Free transportation for life - olivercameron
https://medium.com/really-big-ideas-we-should-try/32eeaacc207a

======
nakedrobot2
"So, you're going to buy half as many cars and you're going to drive for free
for the rest of your life. The punch line to all this? We could have been
doing it in the '80s or '90s, and we could rush this technology to mass
adoption in the next five years if we wanted."

Musk's talk at Oxford, he mentioned that one of the things enabling the
current generation of electric vehicles is the latest generation of Li-ion
batteries, which have existed only for a few years.

------
idupree
"Oh yeah, EVs have very little moving parts so they will last 2x or 3x as long
as normal cars. Perhaps three or four decades or 500k miles."

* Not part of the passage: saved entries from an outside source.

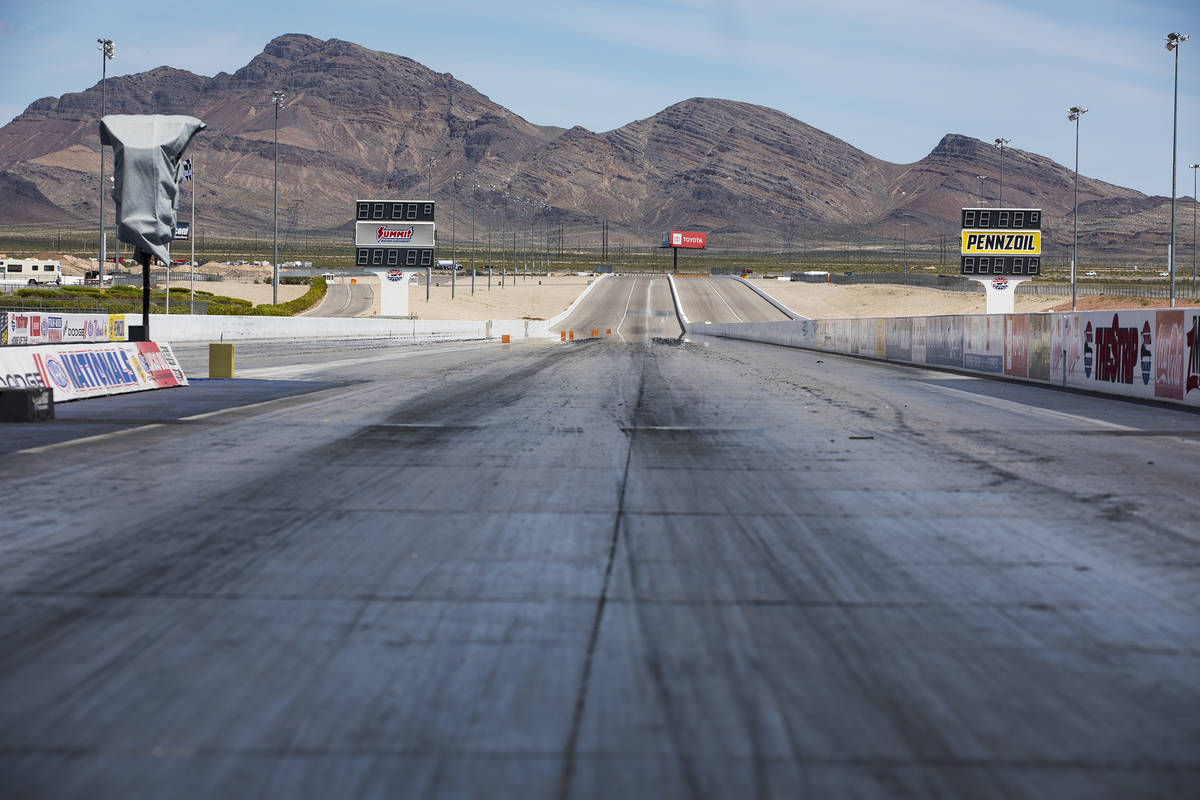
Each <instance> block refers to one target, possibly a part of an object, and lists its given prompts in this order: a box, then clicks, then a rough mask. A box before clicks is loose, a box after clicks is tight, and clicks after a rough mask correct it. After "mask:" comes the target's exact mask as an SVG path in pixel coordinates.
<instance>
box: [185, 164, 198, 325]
mask: <svg viewBox="0 0 1200 800" xmlns="http://www.w3.org/2000/svg"><path fill="white" fill-rule="evenodd" d="M187 237H188V239H190V240H192V277H191V281H190V283H188V295H190V296H188V300H187V313H188V314H194V313H196V167H194V164H193V166H192V227H191V229H190V230H188V231H187Z"/></svg>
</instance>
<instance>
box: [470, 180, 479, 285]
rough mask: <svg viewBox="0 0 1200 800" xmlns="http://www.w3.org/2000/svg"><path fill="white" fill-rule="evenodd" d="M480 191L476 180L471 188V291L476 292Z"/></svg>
mask: <svg viewBox="0 0 1200 800" xmlns="http://www.w3.org/2000/svg"><path fill="white" fill-rule="evenodd" d="M478 193H479V184H478V182H476V184H475V185H474V186H473V187H472V190H470V293H472V294H475V196H476V194H478Z"/></svg>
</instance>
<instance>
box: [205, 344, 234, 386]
mask: <svg viewBox="0 0 1200 800" xmlns="http://www.w3.org/2000/svg"><path fill="white" fill-rule="evenodd" d="M209 378H233V342H209Z"/></svg>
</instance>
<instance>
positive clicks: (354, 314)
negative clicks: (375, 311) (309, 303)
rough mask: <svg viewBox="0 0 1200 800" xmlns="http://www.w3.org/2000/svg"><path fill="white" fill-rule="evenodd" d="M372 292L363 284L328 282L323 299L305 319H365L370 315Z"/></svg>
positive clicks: (370, 287)
mask: <svg viewBox="0 0 1200 800" xmlns="http://www.w3.org/2000/svg"><path fill="white" fill-rule="evenodd" d="M373 303H374V291H372V289H371V287H370V285H366V284H364V283H346V282H344V278H343V282H342V283H334V282H330V283H329V285H328V288H326V290H325V297H324V299H323V300H322V301H320V302H319V303H317V307H316V308H312V309H310V311H307V312H305V314H304V315H305V317H365V315H368V314H370V313H371V307H372V305H373Z"/></svg>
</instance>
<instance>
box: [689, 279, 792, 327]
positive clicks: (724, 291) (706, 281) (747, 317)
mask: <svg viewBox="0 0 1200 800" xmlns="http://www.w3.org/2000/svg"><path fill="white" fill-rule="evenodd" d="M676 290H677V291H678V293H679V305H680V306H682V307H683V313H684V315H685V317H686V318H688V319H689V320H690V321H691V323H696V324H703V323H774V321H782V320H786V319H788V317H787V314H785V313H784V312H781V311H779V309H778V308H775V307H774V306H772V305H770V303H769V302H767V301H766V300H763V299H762V297H761V296H760V295H758V294H757V293H755V290H754V289H751V288H750V287H748V285H746V284H744V283H742V282H740V281H737V279H734V278H702V277H677V278H676Z"/></svg>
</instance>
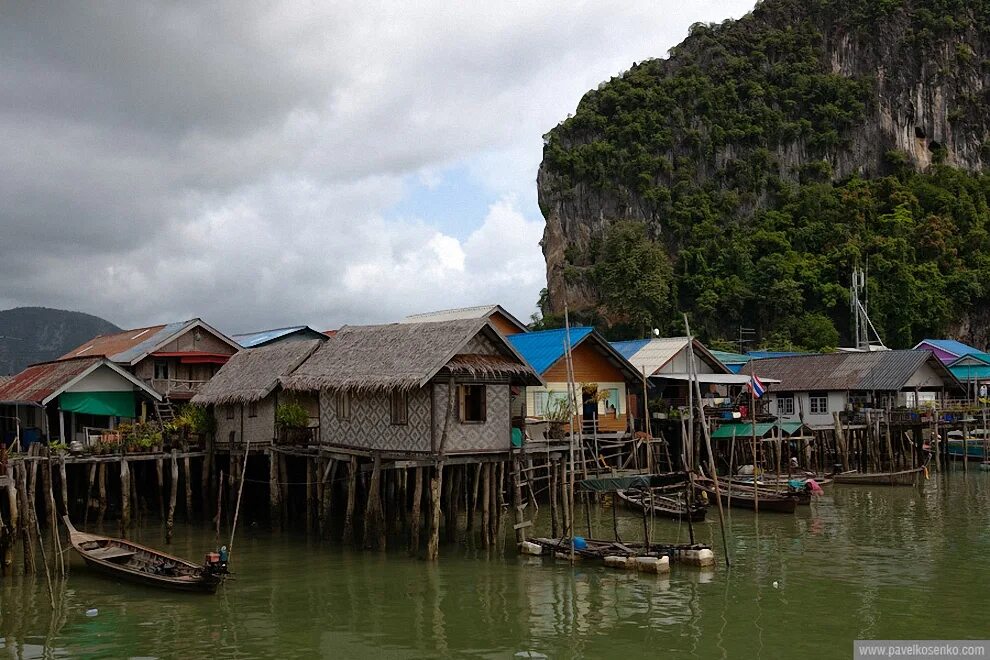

Do the batteries last that long? (They're about half the price of the car
currently.) Last I knew, lithium-ion batteries lose capacity over clock-time.
Some types lose capacity less soon than laptop/phone batteries[1], but I
didn't quickly find out how much slower, nor what type of battery Tesla is
using. (Do you have info?) Maybe we can't even know: lithium-ion batteries
were only invented 40 years ago[2], and modern Li-ion chemistry and size much
more recently.

[1] <https://en.wikipedia.org/wiki/Lithium_iron_phosphate_battery>

[2] <https://en.wikipedia.org/wiki/Lithium-ion_battery#History>

------
mdonahoe
The Super charger stations are not solar powered, right? They have solar
panels that feed back into the grid in an attempt to make then power neutral.

------
Donomini
I hope Tesla comes out with a 25k car. That would be awesome.